Think of the inductor in this circuit as a time-dependent resistor. When you pulse on, it has maximum "resistance", and this decreases as it charges up its mag field. So if you use a larger inductor, you can store more energy while still staying in the high-resistance part of the curve, but you'll have to leave the pulse on longer. Or vice-versa: if you want to pass more energy, and don't want to draw excessive current pulses, you'll want a larger inductor.
Anyway, now I'm probably actually done with this circuit. 10 uA is sufficiently low that it'll run for years on a coin cell, and bright or dim enough with the choice of the right LED. The AVR will run up to 6 V, and doesn't seem to crap out until around 1.2-1.4 V, so power is not a problem. Energy-harvesting, anyone?
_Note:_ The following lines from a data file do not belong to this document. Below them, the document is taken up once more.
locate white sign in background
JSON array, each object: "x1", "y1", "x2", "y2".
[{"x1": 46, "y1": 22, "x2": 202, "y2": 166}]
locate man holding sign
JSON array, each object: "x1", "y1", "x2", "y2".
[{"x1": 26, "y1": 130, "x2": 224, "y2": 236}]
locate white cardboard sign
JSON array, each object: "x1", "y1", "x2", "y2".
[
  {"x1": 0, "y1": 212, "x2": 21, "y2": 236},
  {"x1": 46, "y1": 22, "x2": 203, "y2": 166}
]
If you mess around with the code and find a modulation mode that you like, let me know in the comments?
I'll post up my (KiCad) PCB files in a GitHub just for completeness, although there's not that much to these things.
Enjoy!
If you need to stick with AVRs, you could actually get better performance out of an ATmega328P. Stick with me here, I'm not crazy.
You already know that your microcontroller is sucking up half the current. That's because the watchdog timer uses about 4 uA nominal at 3V room temperature. The bare sleep mode itself is only about 100 nA. Slowing down the interrupt rate won't work since the watchdog timer remains running during all that time and uses the same power.
The ATmega328P has additional power reduction modes, the important one here being Power-save. This mode keeps Timer2 running if it is set up in asynchronous mode. Slap a 32 kHz watch crystal on the crystal pins, and Power-save mode uses a nominal 600 nA, nearly 10x less than the watchdog timer. You can use that timer to generate your wakeup interrupt.
I don't know of any ATtinys that have a Power-save mode. You can always look.